Milgrom points out that as today's democracies and enlightened ideals have failed to stomp out slavery (in 2001 there were an estimated 27 million slaves in the world ... only Antarctica is free of slavery (some 50,000 in the US alone)) why do you think it would be wise for anti-slavery laws if admitted into Torah to have taken root? The principles are certainly there, if applied, is that not enough?

Perry Willis said...

I have been reading the Biblical-slavery thread that has been running on several blogs for several days now. I have nothing to add to the point-counterpoint exchanges I have read. Rather, I want to state a general impression I have of the Biblical apologists who have made comments. I am struck by the quick-sand nature of all of their arguments. I feel confident in asserting that they would not for a moment accept the kind of reasoning, nuancing, and rationalization they engage in when trying to make the Bible appear better than it really is, were they to hear such arguments made on behalf of Islam or some other religion or belief-system they oppose. I feel constantly that I am being confronted with a deep and pervasive moral relativism which asserts weak standards of reason for itself, and strong standards for everyone else.

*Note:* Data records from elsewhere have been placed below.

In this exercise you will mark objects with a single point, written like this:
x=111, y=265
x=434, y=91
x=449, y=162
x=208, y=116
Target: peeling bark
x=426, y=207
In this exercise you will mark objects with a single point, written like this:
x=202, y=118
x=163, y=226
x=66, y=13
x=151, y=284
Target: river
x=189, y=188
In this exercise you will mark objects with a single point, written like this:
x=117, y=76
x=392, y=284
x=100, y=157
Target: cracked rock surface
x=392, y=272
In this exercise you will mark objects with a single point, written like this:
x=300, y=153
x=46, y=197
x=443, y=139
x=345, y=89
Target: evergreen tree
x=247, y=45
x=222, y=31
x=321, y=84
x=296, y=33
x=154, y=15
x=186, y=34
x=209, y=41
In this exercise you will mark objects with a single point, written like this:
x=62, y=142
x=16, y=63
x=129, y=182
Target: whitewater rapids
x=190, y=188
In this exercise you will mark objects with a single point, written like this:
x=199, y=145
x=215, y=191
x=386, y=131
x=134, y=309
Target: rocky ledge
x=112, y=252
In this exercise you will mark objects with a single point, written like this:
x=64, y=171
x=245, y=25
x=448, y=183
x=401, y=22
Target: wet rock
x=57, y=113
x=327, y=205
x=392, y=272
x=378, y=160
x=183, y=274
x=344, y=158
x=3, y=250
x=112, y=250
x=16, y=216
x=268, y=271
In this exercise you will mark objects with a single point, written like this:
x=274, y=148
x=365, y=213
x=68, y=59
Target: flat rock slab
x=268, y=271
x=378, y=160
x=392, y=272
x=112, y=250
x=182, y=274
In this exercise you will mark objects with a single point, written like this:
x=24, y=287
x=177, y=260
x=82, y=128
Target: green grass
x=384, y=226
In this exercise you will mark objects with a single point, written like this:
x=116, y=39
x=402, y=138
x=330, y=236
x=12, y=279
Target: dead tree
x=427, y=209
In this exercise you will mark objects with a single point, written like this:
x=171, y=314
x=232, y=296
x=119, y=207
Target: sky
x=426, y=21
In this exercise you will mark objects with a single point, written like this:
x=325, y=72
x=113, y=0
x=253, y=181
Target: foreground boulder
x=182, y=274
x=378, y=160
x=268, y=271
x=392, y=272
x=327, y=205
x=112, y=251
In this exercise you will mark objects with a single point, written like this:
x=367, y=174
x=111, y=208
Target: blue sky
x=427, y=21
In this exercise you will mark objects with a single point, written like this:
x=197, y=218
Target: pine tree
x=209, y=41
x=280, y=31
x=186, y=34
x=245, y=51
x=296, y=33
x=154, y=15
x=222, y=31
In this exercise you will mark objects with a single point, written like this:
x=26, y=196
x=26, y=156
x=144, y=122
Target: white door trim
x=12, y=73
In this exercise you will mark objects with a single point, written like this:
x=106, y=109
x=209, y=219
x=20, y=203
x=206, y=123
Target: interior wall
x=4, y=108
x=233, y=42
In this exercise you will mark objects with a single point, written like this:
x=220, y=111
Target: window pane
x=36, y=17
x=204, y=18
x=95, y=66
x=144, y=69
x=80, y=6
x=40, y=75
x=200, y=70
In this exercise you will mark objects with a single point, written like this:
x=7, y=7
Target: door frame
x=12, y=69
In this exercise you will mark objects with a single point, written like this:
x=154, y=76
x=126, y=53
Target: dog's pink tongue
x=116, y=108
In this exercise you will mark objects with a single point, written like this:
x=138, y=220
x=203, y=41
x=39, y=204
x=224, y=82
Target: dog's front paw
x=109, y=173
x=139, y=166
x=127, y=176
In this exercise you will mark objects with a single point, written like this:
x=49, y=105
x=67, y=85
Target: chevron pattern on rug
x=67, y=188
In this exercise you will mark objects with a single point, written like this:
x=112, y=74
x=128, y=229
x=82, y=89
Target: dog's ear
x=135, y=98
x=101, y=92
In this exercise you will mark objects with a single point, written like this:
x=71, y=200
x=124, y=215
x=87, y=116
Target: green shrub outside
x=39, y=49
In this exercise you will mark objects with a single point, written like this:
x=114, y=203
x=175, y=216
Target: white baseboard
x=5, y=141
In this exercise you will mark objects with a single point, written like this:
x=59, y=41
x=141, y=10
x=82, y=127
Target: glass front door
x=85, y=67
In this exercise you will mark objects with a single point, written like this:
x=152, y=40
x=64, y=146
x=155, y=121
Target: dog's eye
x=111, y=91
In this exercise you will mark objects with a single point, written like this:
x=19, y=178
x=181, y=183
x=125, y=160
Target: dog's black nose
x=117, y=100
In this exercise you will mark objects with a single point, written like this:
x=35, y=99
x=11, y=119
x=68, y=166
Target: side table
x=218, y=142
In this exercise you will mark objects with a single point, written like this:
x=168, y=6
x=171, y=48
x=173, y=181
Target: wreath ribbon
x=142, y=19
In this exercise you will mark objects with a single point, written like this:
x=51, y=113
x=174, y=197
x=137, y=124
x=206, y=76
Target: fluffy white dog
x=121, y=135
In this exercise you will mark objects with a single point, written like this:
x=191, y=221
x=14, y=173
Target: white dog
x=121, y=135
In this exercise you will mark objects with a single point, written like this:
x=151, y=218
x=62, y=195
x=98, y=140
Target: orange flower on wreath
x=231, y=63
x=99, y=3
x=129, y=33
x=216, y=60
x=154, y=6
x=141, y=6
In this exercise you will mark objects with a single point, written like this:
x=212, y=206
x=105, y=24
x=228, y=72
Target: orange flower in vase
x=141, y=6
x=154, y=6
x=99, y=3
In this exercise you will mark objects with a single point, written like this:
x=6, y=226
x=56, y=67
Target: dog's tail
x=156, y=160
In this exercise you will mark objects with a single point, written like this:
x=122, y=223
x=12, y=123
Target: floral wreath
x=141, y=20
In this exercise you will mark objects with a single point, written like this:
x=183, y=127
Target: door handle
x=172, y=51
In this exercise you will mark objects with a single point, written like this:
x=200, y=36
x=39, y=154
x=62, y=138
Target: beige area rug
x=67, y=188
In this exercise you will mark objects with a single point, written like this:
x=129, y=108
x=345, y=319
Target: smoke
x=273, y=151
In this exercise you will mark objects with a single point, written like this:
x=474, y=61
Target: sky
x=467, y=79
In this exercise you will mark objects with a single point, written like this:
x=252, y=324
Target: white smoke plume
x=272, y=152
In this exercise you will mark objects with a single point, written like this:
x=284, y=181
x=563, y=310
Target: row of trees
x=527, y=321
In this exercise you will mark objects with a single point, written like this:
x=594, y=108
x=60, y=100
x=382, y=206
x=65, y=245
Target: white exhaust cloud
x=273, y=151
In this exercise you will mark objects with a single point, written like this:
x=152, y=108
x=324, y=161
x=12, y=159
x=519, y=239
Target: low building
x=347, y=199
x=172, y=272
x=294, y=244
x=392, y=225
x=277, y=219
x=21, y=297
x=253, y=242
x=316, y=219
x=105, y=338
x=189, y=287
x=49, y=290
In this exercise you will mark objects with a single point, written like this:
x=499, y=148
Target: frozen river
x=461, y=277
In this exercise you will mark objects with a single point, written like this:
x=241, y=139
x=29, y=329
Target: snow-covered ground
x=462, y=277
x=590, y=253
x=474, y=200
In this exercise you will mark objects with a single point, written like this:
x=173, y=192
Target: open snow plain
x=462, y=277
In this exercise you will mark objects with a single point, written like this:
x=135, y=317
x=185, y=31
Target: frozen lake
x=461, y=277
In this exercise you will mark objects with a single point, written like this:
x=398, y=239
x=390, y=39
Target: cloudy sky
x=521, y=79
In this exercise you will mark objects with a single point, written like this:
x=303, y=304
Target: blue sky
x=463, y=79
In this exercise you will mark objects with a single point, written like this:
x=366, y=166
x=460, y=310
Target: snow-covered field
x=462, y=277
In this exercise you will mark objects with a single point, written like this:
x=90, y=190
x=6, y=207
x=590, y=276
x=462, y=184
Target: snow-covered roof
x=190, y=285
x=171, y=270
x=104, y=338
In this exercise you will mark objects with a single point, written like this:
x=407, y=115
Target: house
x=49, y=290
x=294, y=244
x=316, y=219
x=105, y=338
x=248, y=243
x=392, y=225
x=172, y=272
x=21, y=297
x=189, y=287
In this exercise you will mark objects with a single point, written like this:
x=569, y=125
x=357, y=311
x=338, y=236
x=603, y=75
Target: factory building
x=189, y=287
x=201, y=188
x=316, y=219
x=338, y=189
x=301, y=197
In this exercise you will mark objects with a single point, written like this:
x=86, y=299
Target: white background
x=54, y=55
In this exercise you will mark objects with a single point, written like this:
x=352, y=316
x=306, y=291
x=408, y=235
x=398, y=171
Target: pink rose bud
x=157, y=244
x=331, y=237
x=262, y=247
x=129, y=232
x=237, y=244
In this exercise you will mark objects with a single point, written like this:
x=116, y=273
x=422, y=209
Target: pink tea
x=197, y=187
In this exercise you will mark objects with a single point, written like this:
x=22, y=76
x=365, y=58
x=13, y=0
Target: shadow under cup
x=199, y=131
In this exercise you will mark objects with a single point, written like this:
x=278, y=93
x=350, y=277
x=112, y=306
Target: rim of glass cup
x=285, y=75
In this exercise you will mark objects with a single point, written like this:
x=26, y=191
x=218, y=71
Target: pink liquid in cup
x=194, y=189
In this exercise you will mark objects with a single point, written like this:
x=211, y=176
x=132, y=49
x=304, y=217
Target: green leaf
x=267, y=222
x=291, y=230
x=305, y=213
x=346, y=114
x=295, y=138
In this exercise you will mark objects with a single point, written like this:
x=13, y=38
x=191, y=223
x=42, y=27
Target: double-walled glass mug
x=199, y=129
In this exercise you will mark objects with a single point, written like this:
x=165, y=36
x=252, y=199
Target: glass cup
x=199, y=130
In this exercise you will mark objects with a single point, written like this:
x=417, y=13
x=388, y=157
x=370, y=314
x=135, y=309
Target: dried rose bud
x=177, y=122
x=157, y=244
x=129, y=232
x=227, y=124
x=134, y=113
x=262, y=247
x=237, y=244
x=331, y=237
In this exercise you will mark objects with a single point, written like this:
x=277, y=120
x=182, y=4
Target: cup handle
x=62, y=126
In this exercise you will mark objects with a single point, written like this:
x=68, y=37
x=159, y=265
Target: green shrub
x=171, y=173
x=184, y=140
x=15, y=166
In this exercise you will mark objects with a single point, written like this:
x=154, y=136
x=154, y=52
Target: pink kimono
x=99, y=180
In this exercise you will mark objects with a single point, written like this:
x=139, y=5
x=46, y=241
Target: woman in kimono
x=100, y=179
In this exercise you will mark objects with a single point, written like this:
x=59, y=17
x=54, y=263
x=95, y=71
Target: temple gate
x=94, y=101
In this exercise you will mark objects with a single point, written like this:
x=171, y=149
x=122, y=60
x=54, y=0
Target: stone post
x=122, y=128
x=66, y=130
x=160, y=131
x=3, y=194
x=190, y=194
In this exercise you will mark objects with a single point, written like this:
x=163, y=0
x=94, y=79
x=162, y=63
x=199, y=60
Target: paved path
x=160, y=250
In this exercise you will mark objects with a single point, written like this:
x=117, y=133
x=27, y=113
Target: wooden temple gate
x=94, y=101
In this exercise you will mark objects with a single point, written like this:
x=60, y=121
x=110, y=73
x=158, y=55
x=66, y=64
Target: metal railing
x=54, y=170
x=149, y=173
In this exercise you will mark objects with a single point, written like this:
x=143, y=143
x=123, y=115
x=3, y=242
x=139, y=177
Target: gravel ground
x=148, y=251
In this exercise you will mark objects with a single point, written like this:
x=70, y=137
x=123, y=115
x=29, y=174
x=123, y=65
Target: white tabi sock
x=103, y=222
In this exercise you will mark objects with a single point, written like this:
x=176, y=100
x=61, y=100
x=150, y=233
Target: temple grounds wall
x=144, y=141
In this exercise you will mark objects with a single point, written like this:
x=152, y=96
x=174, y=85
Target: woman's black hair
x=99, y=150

What would happen if religious minds judged their own beliefs by the same standards they employ to judge the beliefs of others? I, for one, suspect that we would have no religion anymore. But how do you get a rootless relativist to apply consistent standards? It seems impossible, and so I just watch with a mingled reaction of awe, amusement, fear, disgust, and fatigue, as the religious relativists of all stripes tie themselves in knots. In short, it is to laugh, it is to cry.

Jonathan said...

Mark. It sounds to me like you are arguing against a literal interpretation of the Bible, which is fine.

But it seems to me that when confronted with issues like this, "fundamentalists" or "literalists" all of a sudden become liberal theologians.

Mark said...

Jon,

I'm a little fresh behind my ears with respect to my Christian faith to have hard and fast ideas of inerrancy, liberal vs literal. I'm working on another post on this however, we'll see if that helps clear things up.

One consideration though that occurred to me last night. Leviticus and much of the OT canon was laid down in text during the excillic period in Babylon, when in fact the Hebrews were themselves enslaved. Might it be more difficult if not suicidal for a people to write open direct confrontational against their current lot. Polytheists are often more tolerant of those who worship other gods, but worship one who teaches that their current state and the institution in which they dwell is against that religion might be a prescription for genocide.